Fwd: Welcome to the land of the politically correct

Nathan Newman nathan at newman.org
Tue Jun 12 15:44:14 PDT 2001


----- Original Message ----- From: "Wojtek Sokolowski" <sokol at jhu.edu>

At 05:26 PM 6/12/01 -0400, Nathan wrote:
>Why folks on this list are so adamant about the marginal importance of left
>protest after Seattle et al, the mass rallies against police brutality,
>increasing union militancy, and the campus anti-sweatshop mobilizations is
>beyond me.

-Because it takes the form of identity politics whose usual implications are -embracing various forms of weirdness, intellectual mumbo-jumbo, and -celebrity cults with zero appeal to people who have to earn their living -instead of living off their trust funds. I would rather see a "bread and -butter" organizing, unions, and party discipline.

The tens of thousands of union members at Seattle were very much part of "bread-and-butter" organizing. Yes, on LBO folks prefer to talk about the small number of Black Bloc anarchists, but what is most striking about recent political events is how integrated union, civil rights, and environmental organizing has been. The AFL-CIO has built strong alliances with the Sierra Club and other environmentalists on trade issues and when the NAACP was protesting the disenfranchisement of black voters in Florida, the unions including John Sweeney were down there in solidarity.

As for identity politics, union upsurges have always been tied to "identity politics"-- with language federations and community organizing a key part of union upsurges throughout American history. The mass union gains in California, such as the 70,000+ home health care workers unionized two years ago in Los Angeles, could never have been organized without a clear sensitivity to integrating "identity politics" into the class politics of union organizing.

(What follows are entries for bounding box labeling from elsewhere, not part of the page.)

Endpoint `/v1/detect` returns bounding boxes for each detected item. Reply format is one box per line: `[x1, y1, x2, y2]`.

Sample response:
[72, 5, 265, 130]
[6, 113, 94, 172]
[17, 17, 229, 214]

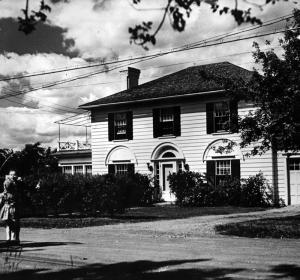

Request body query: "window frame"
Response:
[213, 101, 231, 133]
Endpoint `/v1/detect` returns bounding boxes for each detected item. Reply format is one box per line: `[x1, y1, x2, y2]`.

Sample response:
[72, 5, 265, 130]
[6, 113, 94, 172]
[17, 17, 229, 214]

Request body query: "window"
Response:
[206, 159, 241, 186]
[108, 112, 133, 141]
[206, 101, 238, 134]
[153, 106, 181, 138]
[62, 165, 72, 174]
[289, 158, 300, 170]
[155, 162, 159, 184]
[216, 160, 231, 186]
[162, 152, 176, 158]
[116, 164, 128, 175]
[108, 163, 134, 175]
[114, 113, 127, 136]
[214, 102, 230, 132]
[74, 165, 83, 174]
[85, 165, 92, 174]
[159, 108, 174, 135]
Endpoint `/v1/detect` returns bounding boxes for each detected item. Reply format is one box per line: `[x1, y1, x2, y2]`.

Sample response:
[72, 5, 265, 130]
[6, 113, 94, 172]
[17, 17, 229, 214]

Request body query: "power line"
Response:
[0, 14, 293, 82]
[0, 55, 162, 99]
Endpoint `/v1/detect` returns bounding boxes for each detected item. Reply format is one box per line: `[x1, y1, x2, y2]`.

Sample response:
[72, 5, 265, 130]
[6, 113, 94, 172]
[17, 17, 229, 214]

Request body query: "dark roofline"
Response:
[78, 89, 225, 110]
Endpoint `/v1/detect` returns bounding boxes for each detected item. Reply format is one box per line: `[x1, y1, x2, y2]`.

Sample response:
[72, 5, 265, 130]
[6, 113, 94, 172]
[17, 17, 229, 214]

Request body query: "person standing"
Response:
[0, 170, 21, 245]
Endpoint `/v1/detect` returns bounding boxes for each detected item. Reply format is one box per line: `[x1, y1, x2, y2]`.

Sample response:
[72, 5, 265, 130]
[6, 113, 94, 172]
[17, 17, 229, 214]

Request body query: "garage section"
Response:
[288, 157, 300, 205]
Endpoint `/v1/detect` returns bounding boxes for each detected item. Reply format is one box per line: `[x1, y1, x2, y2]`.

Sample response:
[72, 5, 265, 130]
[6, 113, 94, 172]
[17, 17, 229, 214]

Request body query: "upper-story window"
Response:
[108, 112, 133, 141]
[153, 106, 180, 138]
[206, 101, 238, 134]
[214, 102, 230, 132]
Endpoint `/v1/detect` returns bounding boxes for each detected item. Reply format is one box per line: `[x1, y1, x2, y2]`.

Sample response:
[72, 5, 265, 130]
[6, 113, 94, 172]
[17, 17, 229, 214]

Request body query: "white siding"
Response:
[91, 98, 287, 201]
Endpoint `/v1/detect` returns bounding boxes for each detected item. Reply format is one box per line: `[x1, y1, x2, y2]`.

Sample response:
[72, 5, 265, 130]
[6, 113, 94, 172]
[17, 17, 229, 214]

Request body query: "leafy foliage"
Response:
[128, 0, 288, 49]
[18, 173, 153, 216]
[228, 10, 300, 155]
[18, 0, 51, 35]
[0, 142, 59, 176]
[169, 171, 274, 207]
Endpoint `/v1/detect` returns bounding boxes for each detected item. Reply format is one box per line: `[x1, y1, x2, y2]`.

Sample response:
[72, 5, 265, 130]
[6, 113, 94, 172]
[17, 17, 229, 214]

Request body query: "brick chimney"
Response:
[127, 67, 141, 89]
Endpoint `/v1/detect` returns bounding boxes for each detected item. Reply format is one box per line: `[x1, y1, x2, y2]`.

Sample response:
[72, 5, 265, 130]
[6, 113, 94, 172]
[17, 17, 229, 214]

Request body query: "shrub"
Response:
[169, 171, 274, 207]
[19, 173, 154, 216]
[240, 173, 274, 207]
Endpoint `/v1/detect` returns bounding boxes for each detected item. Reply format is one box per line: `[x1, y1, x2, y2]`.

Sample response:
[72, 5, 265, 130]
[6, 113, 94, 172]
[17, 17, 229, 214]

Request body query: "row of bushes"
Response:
[1, 171, 274, 216]
[2, 173, 154, 216]
[169, 171, 275, 207]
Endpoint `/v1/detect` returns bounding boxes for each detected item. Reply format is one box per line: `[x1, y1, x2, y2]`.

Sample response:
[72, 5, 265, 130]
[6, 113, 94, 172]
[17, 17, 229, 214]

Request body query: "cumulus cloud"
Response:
[0, 0, 294, 147]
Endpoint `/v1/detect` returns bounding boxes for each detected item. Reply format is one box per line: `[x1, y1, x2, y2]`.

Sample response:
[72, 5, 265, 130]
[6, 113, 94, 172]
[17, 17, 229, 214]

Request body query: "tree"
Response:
[14, 0, 297, 49]
[128, 0, 296, 49]
[0, 142, 58, 176]
[228, 10, 300, 155]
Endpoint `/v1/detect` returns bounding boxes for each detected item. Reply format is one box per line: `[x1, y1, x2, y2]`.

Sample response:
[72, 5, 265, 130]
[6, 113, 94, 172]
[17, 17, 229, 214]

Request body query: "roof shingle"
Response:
[80, 62, 252, 108]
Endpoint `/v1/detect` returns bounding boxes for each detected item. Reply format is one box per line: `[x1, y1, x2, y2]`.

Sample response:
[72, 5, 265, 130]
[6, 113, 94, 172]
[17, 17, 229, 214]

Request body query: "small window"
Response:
[108, 111, 133, 141]
[153, 106, 181, 138]
[62, 165, 72, 174]
[85, 165, 92, 174]
[116, 164, 128, 175]
[162, 152, 176, 158]
[216, 160, 231, 185]
[159, 108, 174, 135]
[74, 165, 83, 174]
[289, 158, 300, 170]
[155, 162, 159, 184]
[108, 163, 134, 175]
[214, 102, 230, 132]
[114, 113, 127, 139]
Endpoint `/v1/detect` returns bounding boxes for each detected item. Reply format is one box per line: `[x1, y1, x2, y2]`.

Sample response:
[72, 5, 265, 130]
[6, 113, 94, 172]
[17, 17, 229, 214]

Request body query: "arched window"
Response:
[162, 152, 176, 158]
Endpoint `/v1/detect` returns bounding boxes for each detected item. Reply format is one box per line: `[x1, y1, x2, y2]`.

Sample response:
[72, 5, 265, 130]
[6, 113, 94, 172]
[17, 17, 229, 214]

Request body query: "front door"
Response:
[160, 162, 176, 201]
[289, 158, 300, 205]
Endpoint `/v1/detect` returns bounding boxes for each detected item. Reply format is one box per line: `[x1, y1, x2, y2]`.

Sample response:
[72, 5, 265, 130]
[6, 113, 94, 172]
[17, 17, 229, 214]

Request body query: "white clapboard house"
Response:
[80, 62, 300, 204]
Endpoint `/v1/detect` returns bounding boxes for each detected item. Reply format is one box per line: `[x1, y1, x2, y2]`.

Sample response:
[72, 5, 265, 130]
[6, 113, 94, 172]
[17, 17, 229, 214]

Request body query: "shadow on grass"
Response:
[0, 259, 248, 280]
[272, 264, 300, 280]
[3, 205, 267, 228]
[0, 241, 82, 253]
[215, 215, 300, 238]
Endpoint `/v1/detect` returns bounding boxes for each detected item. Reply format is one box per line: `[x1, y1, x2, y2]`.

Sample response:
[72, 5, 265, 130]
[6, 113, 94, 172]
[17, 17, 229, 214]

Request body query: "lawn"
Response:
[215, 215, 300, 238]
[0, 205, 265, 228]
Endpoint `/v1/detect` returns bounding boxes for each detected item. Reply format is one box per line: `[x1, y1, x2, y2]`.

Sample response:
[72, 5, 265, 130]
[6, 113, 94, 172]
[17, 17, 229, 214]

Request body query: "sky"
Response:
[0, 0, 300, 149]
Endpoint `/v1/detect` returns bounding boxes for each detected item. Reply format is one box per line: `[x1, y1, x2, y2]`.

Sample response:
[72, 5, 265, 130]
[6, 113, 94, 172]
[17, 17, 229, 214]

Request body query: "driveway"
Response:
[0, 207, 300, 280]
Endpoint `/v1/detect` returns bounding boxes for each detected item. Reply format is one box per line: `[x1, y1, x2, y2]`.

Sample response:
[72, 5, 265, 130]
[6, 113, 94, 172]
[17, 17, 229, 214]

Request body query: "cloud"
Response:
[0, 0, 294, 148]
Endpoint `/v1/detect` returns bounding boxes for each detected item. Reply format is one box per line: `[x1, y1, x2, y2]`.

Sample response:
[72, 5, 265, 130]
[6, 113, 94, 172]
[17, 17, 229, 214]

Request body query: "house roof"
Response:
[80, 62, 252, 109]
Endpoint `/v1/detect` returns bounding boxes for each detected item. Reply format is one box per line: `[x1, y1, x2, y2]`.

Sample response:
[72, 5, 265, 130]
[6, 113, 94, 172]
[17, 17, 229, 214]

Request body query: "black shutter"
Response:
[108, 113, 115, 141]
[206, 103, 214, 134]
[108, 164, 116, 174]
[127, 163, 134, 175]
[174, 106, 181, 136]
[229, 101, 239, 133]
[126, 111, 133, 140]
[152, 109, 161, 138]
[206, 160, 216, 186]
[231, 159, 241, 180]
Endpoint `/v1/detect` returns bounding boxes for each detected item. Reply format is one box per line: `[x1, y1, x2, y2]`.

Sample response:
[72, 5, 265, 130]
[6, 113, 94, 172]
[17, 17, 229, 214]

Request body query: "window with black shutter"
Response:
[108, 112, 133, 141]
[153, 106, 181, 138]
[108, 163, 134, 175]
[206, 159, 241, 186]
[206, 101, 238, 134]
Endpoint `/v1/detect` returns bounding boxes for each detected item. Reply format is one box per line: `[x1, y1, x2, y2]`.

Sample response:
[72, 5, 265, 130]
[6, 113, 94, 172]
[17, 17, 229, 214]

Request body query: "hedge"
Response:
[169, 171, 275, 207]
[0, 173, 154, 216]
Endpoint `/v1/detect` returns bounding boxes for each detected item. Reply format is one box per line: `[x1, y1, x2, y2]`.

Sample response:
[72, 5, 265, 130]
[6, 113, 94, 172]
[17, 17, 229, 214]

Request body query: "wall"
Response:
[91, 98, 287, 203]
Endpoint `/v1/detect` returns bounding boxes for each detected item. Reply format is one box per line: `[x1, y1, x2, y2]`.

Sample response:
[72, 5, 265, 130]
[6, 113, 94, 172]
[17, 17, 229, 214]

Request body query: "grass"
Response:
[0, 205, 265, 228]
[215, 215, 300, 238]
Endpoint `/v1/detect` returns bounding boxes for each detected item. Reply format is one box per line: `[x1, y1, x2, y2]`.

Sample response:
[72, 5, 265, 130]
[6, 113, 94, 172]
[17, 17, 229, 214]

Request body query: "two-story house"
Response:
[80, 62, 300, 204]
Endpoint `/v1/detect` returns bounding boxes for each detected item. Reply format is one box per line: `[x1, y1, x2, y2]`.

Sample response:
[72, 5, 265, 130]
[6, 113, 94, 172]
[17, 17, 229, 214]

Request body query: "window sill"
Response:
[157, 135, 177, 139]
[212, 131, 233, 135]
[112, 139, 129, 142]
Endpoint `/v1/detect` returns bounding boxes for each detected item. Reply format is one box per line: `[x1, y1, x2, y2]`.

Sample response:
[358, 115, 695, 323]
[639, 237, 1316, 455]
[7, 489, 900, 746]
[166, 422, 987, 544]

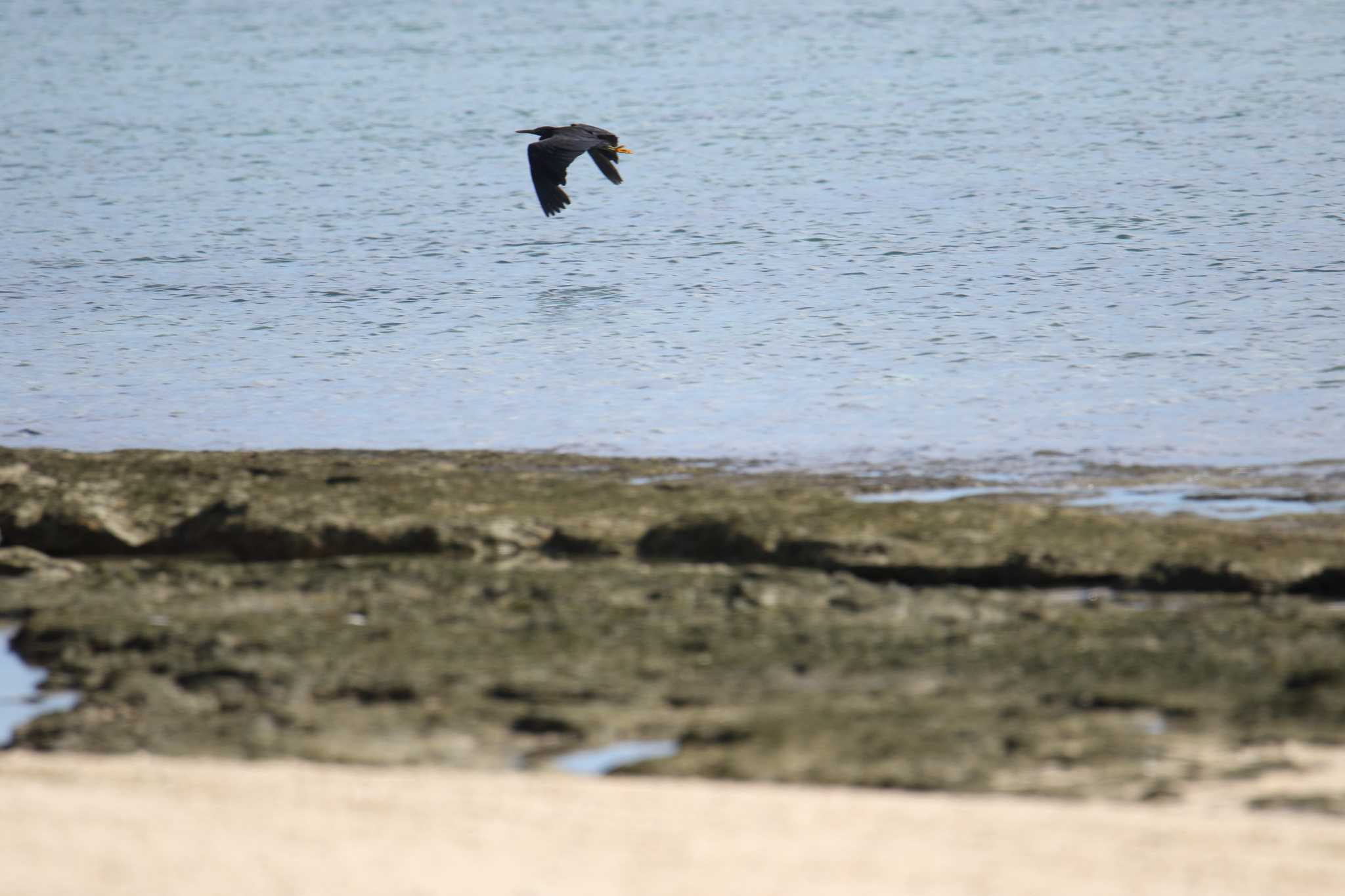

>While we are at that, why did not you mention the unioninzation of NYU
>graduate workers which was a *major* union victory against academic
>estabslishment, a bread-and-butter remarkably free of usual symbolic
contents?

I could have and note the spread of grad organizing to Temple, Brown and other private universities, with lots of solidarity from undergrad groups; at Yale, support for grad organizing has been hand-in-hand with other student labor activism on campus.